Depuis deux ans, E2C déploie un programme de modernisation visant à réduire les pertes techniques et commerciales estimées à près de 30 %. La mise en place de compteurs intelligents et la restructuration du service clientèle s’accompagnent d’un besoin accru en personnel formé et sécurisé.
Financement et gouvernance au cœur du dossier
L’économiste Éric Opimbat voit dans le dossier des journaliers « un test de gouvernance sociale pour l’ensemble du secteur énergétique ». Selon lui, la formalisation de ces postes renforcerait le pouvoir d’achat local et soutiendrait l’ambition gouvernementale d’atteindre un taux d’accès à l’électricité de 80 % d’ici 2030.
Pourtant, la question du financement demeure. Les salaires des journaliers devraient être intégrés au budget d’exploitation, alors que l’entreprise s’est engagée à maîtriser ses charges. Des discussions sont engagées avec le Trésor public pour étaler les coûts sur plusieurs exercices, limitant l’impact sur les tarifs.
Cadre légal et opinion publique en surveillance
Juristes et inspecteurs du travail rappellent qu’un décret de 2017 impose l’immatriculation à la Caisse nationale de sécurité sociale pour toute personne exerçant plus de trois mois dans le même service. Le collectif s’appuie sur ce texte pour exiger, au-delà du salaire, l’accès aux prestations familiales.
Sur les réseaux sociaux, les réactions se multiplient. De nombreux internautes saluent le calme des journaliers, d’autres s’interrogent sur la soutenabilité financière d’une intégration massive. Un sondage informel réalisé par un blog local indique que 62 % des répondants souhaitent un règlement rapide dans l’intérêt du service public.
Objectif compromis avant la saison sèche
Pour l’heure, les deux parties privilégient la concertation. La séance technique, initialement programmée le 2 septembre, doit être reprogrammée cette semaine, selon nos informations.

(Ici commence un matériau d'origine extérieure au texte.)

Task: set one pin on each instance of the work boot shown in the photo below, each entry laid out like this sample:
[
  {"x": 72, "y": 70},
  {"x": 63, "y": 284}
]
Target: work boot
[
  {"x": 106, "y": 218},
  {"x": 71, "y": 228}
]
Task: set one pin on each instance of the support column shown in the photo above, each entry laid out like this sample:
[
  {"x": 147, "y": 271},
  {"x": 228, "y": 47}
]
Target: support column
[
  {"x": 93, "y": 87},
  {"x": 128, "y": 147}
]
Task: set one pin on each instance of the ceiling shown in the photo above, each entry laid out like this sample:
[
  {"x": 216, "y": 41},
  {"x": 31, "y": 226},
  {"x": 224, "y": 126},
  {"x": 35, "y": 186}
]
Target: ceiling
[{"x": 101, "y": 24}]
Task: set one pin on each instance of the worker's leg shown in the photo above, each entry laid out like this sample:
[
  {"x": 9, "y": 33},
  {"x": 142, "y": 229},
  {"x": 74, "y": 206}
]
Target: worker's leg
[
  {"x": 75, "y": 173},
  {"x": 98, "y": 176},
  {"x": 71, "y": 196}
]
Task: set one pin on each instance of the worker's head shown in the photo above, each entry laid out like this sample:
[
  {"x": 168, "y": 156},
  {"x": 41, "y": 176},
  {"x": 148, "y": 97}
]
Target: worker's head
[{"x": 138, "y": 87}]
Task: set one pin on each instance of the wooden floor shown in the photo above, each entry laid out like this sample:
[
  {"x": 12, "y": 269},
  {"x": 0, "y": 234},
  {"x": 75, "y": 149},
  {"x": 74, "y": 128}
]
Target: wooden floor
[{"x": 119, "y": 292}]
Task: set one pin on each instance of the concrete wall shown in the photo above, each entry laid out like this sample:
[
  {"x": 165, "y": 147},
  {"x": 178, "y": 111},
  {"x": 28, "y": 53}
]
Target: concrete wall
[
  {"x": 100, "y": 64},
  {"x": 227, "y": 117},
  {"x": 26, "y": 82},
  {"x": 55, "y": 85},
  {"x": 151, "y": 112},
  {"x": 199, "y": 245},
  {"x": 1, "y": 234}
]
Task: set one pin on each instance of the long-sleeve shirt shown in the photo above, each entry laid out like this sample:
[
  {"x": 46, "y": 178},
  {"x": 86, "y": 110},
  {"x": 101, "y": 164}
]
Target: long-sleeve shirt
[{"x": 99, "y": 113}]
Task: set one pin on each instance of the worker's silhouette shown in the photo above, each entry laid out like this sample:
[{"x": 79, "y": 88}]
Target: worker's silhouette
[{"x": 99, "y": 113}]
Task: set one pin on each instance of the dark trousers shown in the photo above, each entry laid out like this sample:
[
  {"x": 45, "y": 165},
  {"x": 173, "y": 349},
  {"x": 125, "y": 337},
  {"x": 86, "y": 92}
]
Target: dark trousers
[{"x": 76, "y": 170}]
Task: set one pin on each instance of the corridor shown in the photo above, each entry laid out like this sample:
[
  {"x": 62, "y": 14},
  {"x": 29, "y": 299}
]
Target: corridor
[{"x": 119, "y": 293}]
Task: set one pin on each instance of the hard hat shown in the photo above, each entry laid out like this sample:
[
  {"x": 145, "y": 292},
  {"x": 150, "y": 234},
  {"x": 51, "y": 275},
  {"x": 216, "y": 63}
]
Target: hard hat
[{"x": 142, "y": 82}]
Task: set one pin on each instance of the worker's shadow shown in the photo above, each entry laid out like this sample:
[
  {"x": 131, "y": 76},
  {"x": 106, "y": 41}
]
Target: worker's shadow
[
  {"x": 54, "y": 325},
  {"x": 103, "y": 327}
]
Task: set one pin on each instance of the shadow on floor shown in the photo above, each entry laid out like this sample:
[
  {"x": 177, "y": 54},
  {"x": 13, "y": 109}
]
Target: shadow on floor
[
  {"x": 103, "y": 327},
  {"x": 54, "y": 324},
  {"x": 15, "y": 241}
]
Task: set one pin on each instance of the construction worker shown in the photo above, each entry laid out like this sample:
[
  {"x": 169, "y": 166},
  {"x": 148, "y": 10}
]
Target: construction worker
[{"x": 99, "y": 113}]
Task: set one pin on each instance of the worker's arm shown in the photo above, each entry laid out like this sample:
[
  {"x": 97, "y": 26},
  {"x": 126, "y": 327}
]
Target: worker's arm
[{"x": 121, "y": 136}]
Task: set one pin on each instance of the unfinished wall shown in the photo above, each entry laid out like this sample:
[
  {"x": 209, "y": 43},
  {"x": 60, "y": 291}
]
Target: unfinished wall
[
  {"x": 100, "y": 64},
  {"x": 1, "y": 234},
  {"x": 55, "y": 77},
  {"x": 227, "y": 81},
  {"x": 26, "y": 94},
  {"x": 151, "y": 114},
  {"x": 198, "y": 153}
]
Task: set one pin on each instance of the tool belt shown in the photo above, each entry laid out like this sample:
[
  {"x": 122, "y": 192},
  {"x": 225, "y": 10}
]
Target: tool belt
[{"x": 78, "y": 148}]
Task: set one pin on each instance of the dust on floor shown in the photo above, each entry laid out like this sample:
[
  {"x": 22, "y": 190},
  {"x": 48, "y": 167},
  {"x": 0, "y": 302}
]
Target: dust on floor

Les délégués du personnel se proposent de jouer les facilitateurs, espérant une issue avant la fin du trimestre.
Avec l’amélioration progressive de la fourniture électrique dans plusieurs quartiers de Brazzaville et Pointe-Noire, la population garde un œil attentif sur cette actualité. Beaucoup y voient un test grandeur nature de la capacité de l’entreprise publique à concilier rigueur financière et inclusion sociale, pilier du projet gouvernemental.
À l’issue de la déclaration du 5 septembre, les journaliers ont donné quinze jours aux autorités pour présenter un chronogramme précis. Un délai jugé réaliste par plusieurs sources, qui parient sur un compromis gagnant-gagnant avant la fin de la saison sèche, période cruciale pour les travaux sur lignes.